藻谷氏が講演した
観光経済新聞社が加盟する日本専門新聞協会(東京都港区)は1月25日、新春講演会を東京都千代田区の経団連会館で開いた。日本総合研究所主席研究員の藻谷浩介氏が、「日本の進む道―本当のところどの点がダメで、どの点が大丈夫なのか? そして生き抜くためにどう対処したらよいか―」をテーマに講演した。加盟各紙の読者200人を無料招待した。
藻谷氏はまず日本の国際競争力ついて対外輸出額をもとに説明。「輸出額は1990年代と比較して倍増しており、精密機械などで使われる部品や素材などのハイテク機器分野が堅調に推移している。
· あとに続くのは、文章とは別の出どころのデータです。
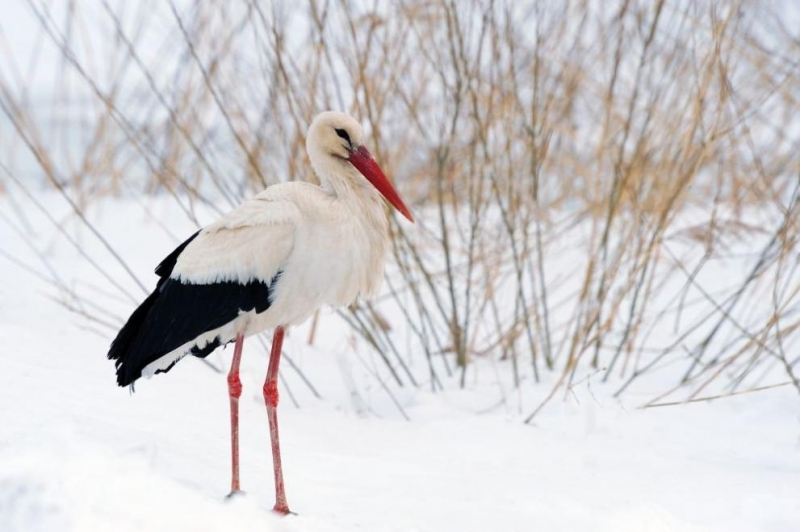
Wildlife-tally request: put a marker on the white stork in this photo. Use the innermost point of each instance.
(268, 264)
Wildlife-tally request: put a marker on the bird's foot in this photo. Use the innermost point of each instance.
(282, 509)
特にアメリカ、イギリス、ドイツ、中国、韓国といった国々に対する貿易黒字は好調」と評価した。
その一方で、日本が対外貿易赤字を計上する国の例としてイタリアやスイスを紹介。これらの国の特徴として「(1)観光立国である(2)高い人件費と短い労働時間(3)大都市がなく農山漁村に経済力・競争力がある(4)地元意識が強く地産地消―などが挙げられる」とした。日本にも海外から高い評価を受けている伝統工芸品や食文化などがあり、観光立国となる潜在性に触れつつも、高い労働生産性の実現や地方の経済力強化の重要性を主張した。
このほか、日本経済低迷の根本的な要因として「賃金が安く消費が伸びていない」ことを指摘。日本が得意とする産業で外貨を稼ぐことに加え、産業力のある企業が商品の値上げを通じて賃上げを実施し、内部留保などで眠っている金を消費に回すことが好景気への転換に向けた現実的な解決策であると解説した。